How the Autumn Budget May Reshape Employment and Business Strategy

The reactions from UK SMEs underscore a challenging landscape for employers as they strive to adapt to heightened costs. Melanie Pizzey, CEO and Founder of the Global Payroll Association commented on the dual impact of the budget’s provisions on businesses and employees alike:

“Due to a huge pressure to honour election promises, the Labour government was unable to directly increase taxes on what they refer to as ‘working people’. As such, they have had to look at other ways to increase funding for the public purse, one of which is to increase National Insurance employer contributions.

“The issue here, of course, is that such an increase puts businesses under additional financial strain, which will likely result in those same working people losing out on pay rises or losing jobs altogether.

“Add to this an increase to the National Living Wage, and suddenly businesses are facing significant cost increases, leaving many wondering how to mitigate this increase.”

Read More: The 10 Best Places to Work in the UK: Insights from Employees

Strategic Adaptations: Exploring Technology and Efficiency

While reducing the workforce is one approach, Pizzey emphasises that businesses can also consider alternative measures to manage costs effectively. Investing in technology and automation can help streamline operations and drive efficiency, reducing some of the burden on labour costs.

“While the workforce is, of course, the biggest cost to a business, there are other ways to reduce outgoings, not least through technology integration to streamline processes and maximise efficiency,” Pizzey says. “At GPA, we’re seeing this done with great success in payroll departments, and no doubt the same can be done in almost all other corners of business.”

From payroll automation to productivity-boosting software in other departments, leveraging technology offers SMEs an opportunity to offset rising labour costs without drastically cutting headcount.

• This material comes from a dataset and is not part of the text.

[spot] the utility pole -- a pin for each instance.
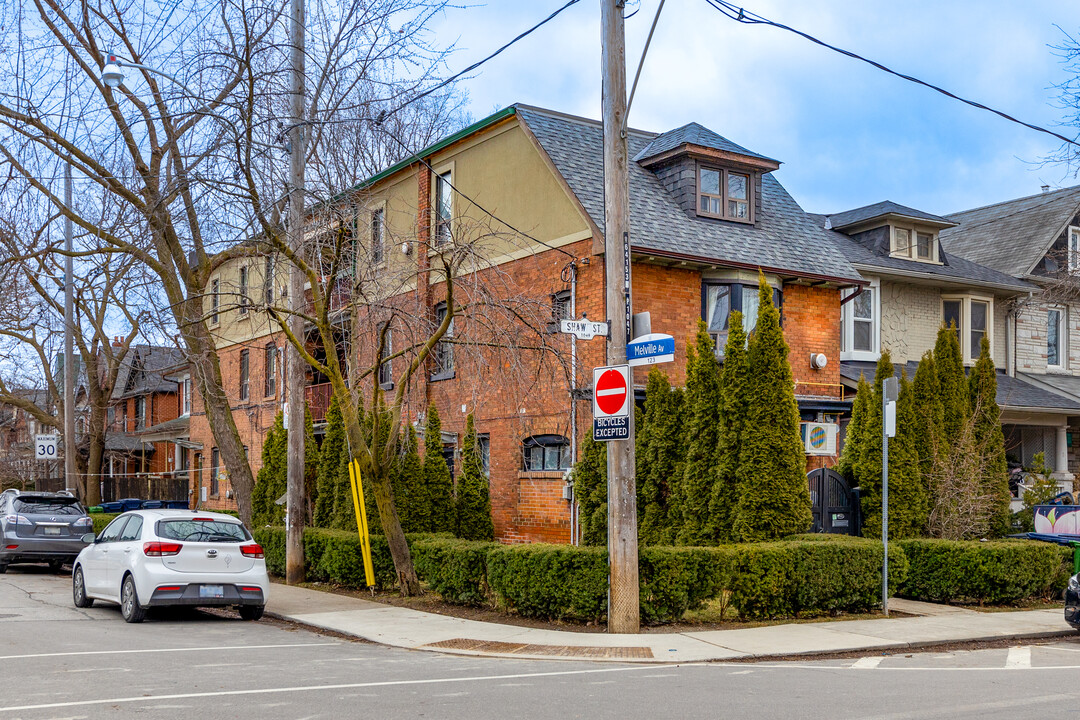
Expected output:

Read More: Reducing Operating Costs: What You Can Do Right Now

Moving Forward: Balancing Employee Well-Being and Financial Stability

As the April 2025 deadline approaches, many SMEs are wrestling with how to balance the dual imperatives of employee well-being and financial sustainability. The coming months will likely see businesses experimenting with a mix of cost-saving measures, from reducing discretionary benefits to postponing hiring and embracing more efficient business processes.

The Autumn Budget has undoubtedly created a difficult environment for SMEs, forcing tough decisions that could reshape the job market and employee benefits landscape. However, through strategic planning and adaptation, businesses may find ways to navigate these challenges and sustain their operations in an increasingly demanding financial climate.